July 13, 2016
Video Analysis Can Uncover Key Information
By JOHN PINKMAN
Special To Collegiate Baseball
STERLING, Va. — Accuracy is everything in pitching.
So many of us spend long hours working with pitchers on their location. Every now and then (which seems to come more often sometimes), you become frustrated working with a pitcher who has great mechanics but just can’t seem to throw the ball where he wants.
First I video and analyze, shooting at about 1/2000 of a second. That will freeze the ball and allow me to focus down to the fingers. I also carefully watch the throwing motion, isolating my vision on a single aspect of the motion.
After years of looking at pitchers, I swear my eyes operate at 1/2000 as well; I just can’t freeze and reproduce the motion.

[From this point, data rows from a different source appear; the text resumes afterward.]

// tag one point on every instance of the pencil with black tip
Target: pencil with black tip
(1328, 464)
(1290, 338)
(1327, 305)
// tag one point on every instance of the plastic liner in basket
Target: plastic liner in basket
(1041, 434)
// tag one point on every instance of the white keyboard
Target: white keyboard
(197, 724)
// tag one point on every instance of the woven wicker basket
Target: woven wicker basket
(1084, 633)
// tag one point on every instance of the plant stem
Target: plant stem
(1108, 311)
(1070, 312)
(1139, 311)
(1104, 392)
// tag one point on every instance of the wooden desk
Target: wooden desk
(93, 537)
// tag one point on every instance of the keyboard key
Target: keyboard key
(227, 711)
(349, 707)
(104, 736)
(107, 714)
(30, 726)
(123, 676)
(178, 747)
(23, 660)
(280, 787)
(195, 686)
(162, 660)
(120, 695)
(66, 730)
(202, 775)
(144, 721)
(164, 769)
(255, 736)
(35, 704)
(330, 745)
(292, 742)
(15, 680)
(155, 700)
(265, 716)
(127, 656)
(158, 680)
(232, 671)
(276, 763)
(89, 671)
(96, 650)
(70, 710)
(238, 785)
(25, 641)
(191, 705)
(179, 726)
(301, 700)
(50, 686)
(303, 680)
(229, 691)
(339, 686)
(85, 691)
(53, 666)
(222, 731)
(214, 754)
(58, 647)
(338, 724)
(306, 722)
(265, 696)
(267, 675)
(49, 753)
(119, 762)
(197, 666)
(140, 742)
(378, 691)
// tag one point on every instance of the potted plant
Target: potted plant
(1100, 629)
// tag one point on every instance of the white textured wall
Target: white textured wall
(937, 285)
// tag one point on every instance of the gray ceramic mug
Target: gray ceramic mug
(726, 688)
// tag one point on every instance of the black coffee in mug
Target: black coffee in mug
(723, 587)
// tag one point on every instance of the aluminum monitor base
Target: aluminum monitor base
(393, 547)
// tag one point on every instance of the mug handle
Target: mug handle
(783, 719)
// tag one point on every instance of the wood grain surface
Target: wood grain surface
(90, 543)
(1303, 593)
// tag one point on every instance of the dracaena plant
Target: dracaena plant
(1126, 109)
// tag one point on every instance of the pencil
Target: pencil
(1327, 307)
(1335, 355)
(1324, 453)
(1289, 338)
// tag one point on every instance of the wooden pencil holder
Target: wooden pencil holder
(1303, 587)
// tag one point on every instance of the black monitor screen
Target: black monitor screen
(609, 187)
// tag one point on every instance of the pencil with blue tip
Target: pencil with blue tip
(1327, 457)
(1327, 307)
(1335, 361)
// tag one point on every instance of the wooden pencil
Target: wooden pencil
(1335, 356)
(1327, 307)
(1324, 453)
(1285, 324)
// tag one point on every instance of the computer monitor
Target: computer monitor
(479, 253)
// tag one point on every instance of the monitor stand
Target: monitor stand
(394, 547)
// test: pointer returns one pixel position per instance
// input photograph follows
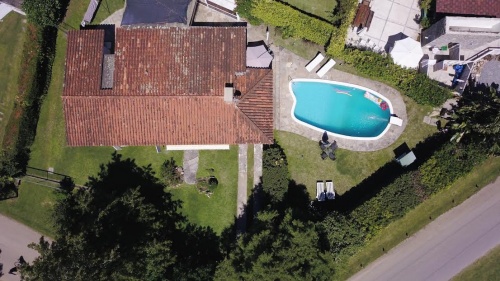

During those sessions I study basic mechanical actions that may be the cause of the problem.
Static and dynamic balance, core stabilization, stride leg angle and landing, and head and eyes level to the horizon are primary body factors that cause control difficulties.
Occasionally I, as I’m sure you do, sneak up behind a pitcher in a set position to see how he is holding the ball in his glove. Taking a quick look or asking him to suddenly show me the ball, has uncovered basic ball grip flaws.
I’ve learned never to assume a pitcher truly understands how to hold any pitch. Assured that he is holding the ball correctly, I retreat to the back of the bullpen mound.
One day my son Patrick and I were reviewing a tape of a pitcher who was having velocity and location problems. We were viewing a segment of tape that was shot from a camera directly over the pitcher’s head. To our surprise, and quite by accident, we discovered the exact cause of both problems.
As the pitcher pulled the ball out of his glove, his fingers moved on the ball. At the cocking position his thumb was completely off the ball! In order to do that the ball has to be held tightly against the knuckles.
Imagine throwing a change up without your thumb on the ball. The pitcher, who was sitting next to us, had no idea that this was happening.
The very next week we worked with another boy with worse location problems. I mean you weren’t safe standing behind him wearing a mask and holding a twin mattress! He was doing the same thing.
The grip in the glove was good, but like the other pitcher, again we found the thumb flying off the ball during the cocking phase. This shot is now a routine when we videotape our pitchers.